Thank you for the Spinoza poem. I needed that today.

Joe TwoCrows said...

Yep, the poem reminded me of a favorite Tom reference, more than slightly irreverent, and wholly within character:
Tim, Tim, Benzedrine!
Hash! Boo! Valvoline!
Clean! Clean! Clean for Gene!
First, second, neutral, park,
Hie thee hence you leafy narc!

(From Bored of the Rings, 1969, The Harvard Lampoon).

??? said...

Whenever I'm tempted to treat the three LotR-movies as something with more than a slight connection to the actual book, I stick my fingers in my ears and hum real loud.

I love the book and I love (for the most part) the movies, but I keep them well apart, it's better for my mental health.

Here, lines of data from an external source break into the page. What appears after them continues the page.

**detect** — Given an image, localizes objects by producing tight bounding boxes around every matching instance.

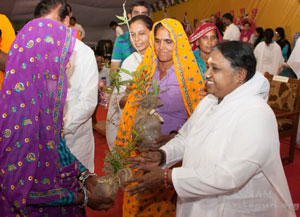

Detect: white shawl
[162,73,295,217]
[287,37,300,79]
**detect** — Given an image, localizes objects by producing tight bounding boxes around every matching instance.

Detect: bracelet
[79,186,88,208]
[79,173,97,185]
[169,130,178,135]
[157,149,166,166]
[164,168,171,189]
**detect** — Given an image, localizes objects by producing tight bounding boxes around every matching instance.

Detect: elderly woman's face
[130,21,150,55]
[205,50,243,99]
[154,27,174,62]
[198,30,218,55]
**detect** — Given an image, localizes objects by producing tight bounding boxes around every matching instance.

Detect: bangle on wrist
[78,172,97,185]
[164,168,171,189]
[79,186,88,208]
[157,149,166,166]
[169,130,178,135]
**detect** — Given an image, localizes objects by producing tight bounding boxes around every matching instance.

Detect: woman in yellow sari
[115,19,204,216]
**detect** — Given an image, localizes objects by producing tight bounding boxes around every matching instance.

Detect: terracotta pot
[95,175,119,200]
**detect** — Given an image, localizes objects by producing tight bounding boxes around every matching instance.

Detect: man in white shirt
[64,39,98,172]
[70,17,85,40]
[36,1,98,172]
[222,13,241,41]
[96,54,111,86]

So I'm not particularly bothered about any cuts to the book for the movie version.

Call me weird, but I'd love to see Tom Hardy or a young Derek Jacobi in that role if I could chose.

Porky said...

Judging by the traffic this post is getting, and the rhyme and thoughts, Tolkien is something many of us have ideas about, in whatever way.

I've also managed so far to keep the books and films very separate, and based on the clips I've seen of the latest release, Tolkien's own The Hobbit is in no real danger either.

As for the poem linked to in the post, there's real beauty and insight in the best of the work of that time and place, and contrast with the horrors.